I’ve been home for four whole days now, and I’m still feeling inspiration from my IDRS visit. Today I’m thinking about mistakes.
Everyone made some. I heard 17 individual soloists in two days, and not one played perfectly. Not one person gave a CD quality performance. Which doesn’t in any way mean that I’m saying that they played badly.
The players I heard were world class. They were all very individual, and presented different sound concepts, different reed approaches, and different personalities. Any attempt to rank them would be absurd, and any attempt to count mistakes or compare performances in that way would be hateful, and that is NOT what I’m doing.
Sometimes when I take auditions, I can get very focused on perfection. And sometimes when I am performing on stage I have to really fight NOT to obsess about small mistakes - finger flubs or missed attacks or out of tune notes or dropped endings.
And I know players far more obsessive than I - and certainly more flawless as well - who think about mistakes all the time. Consistency and unarguable correctness are the tools of their trade.

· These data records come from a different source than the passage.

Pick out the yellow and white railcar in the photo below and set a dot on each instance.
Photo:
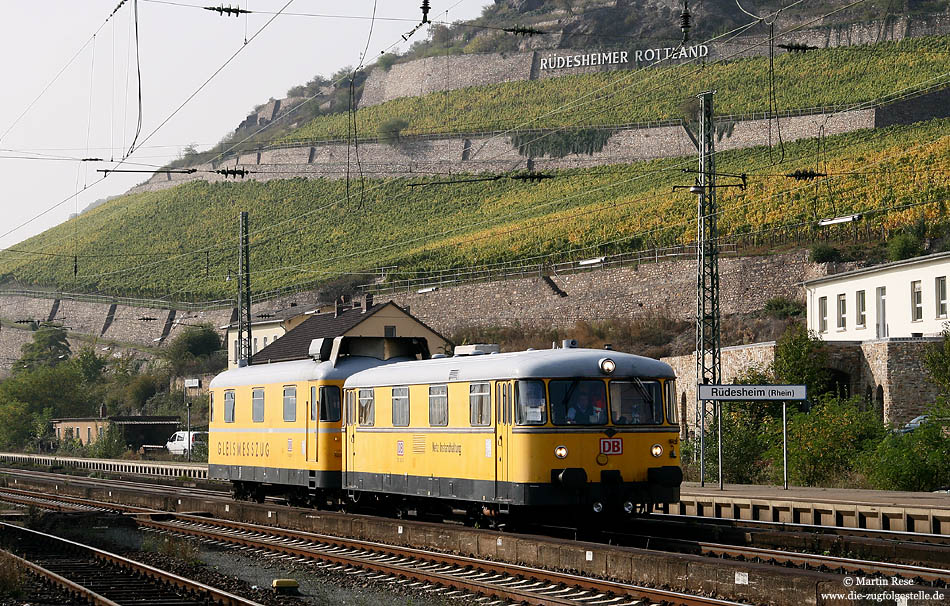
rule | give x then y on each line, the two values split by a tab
522	430
276	428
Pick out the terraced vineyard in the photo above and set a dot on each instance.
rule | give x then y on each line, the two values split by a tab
307	231
831	76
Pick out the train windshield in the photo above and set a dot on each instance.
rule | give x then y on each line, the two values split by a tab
636	402
530	405
578	402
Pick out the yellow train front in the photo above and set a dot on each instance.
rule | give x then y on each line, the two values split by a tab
521	431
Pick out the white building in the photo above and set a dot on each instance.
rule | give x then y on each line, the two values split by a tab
895	300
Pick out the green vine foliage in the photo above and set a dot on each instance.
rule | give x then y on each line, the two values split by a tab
558	144
307	232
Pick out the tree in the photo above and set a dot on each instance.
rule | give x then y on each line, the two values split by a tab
391	130
800	359
49	348
937	361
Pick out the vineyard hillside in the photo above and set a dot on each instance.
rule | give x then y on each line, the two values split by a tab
180	243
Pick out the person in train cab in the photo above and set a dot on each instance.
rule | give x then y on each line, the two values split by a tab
589	407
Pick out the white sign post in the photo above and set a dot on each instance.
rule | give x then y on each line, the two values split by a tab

I think there’s a place for that. We should aim for perfection, if only as a distant goal. But the performances I loved the most at IDRS were not necessarily the ones with the fewest mistakes, but the ones with the most heart. I loved it when I could clearly hear the phrase, and when it moved me. When I was caught off guard by an unexpected (but delicious) musical choice. When the beauty of a singing sound, appropriately used, struck my ear. When a lively and stylish turn of phrase felt just just right. None of these things are necessarily dependent on being perfect.

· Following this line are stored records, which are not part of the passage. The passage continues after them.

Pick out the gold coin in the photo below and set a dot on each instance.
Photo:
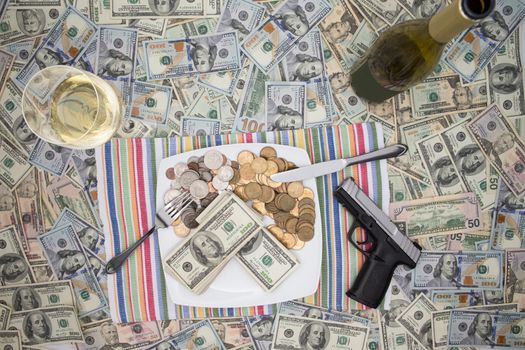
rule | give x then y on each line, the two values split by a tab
259	207
299	245
307	193
253	190
247	172
245	157
305	233
295	189
271	168
284	202
276	231
291	224
259	165
268	152
288	240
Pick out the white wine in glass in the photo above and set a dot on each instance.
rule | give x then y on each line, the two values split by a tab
71	108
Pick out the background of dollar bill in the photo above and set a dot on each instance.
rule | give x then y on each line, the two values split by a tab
466	186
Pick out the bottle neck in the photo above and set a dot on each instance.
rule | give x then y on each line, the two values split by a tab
449	22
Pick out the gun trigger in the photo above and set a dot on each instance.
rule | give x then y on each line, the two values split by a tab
355	244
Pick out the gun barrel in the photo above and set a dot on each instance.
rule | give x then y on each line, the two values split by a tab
372	210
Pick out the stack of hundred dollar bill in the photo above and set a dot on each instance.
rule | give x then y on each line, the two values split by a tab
210	67
229	228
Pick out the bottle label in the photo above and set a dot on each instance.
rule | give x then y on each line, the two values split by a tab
365	85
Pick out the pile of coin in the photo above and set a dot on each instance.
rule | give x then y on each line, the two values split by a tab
203	177
291	205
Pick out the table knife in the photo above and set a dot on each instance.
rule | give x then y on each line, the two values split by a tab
324	168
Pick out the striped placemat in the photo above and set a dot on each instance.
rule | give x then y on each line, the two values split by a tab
127	173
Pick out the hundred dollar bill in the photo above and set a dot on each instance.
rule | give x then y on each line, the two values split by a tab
470	163
438	215
29	210
199	335
507	230
13	119
37	295
440	166
294	332
133	335
267	260
150	103
500	144
69	262
228	228
199	54
441	319
63	45
451	269
91	238
470	53
199	126
116	61
389	11
15	265
446	95
63	193
6	62
305	63
339	28
487	328
154	26
14	163
22	49
410	134
506	85
21	24
276	36
285	105
233	332
241	16
294	308
418	9
515	277
10	339
453	299
48	326
50	157
150	9
416	319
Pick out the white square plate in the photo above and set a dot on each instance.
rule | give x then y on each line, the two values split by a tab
234	287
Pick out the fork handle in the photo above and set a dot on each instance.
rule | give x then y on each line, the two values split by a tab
117	261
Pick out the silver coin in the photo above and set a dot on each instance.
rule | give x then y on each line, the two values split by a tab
187	178
193	159
175	184
225	173
218	184
213	159
199	189
170	195
180	168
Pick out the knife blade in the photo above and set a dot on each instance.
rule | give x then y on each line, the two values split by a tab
331	166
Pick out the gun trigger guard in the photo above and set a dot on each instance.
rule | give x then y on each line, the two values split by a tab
355	244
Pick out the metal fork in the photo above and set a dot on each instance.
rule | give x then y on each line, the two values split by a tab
164	217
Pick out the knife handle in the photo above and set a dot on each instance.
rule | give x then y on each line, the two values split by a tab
384	153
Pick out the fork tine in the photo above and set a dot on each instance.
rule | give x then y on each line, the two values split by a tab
175	201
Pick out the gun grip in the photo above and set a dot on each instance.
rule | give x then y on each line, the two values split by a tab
372	282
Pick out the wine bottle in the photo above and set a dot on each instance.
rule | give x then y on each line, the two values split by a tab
406	53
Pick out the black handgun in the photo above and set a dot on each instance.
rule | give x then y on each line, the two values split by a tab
386	246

I’ve been told I’m a perfectionist. Nothing could be farther from the truth! I am confident that nothing I do is ever perfect, and I don’t even really aspire to that end. I think I might be an awesomist. I want what I do to be impressive, admirable, distinctive. Noticeable. Awesome.
I’m not sure I’m there yet, but I certainly heard some awesome playing while I was in NY. Thank you, EVERYONE, for the inspiration!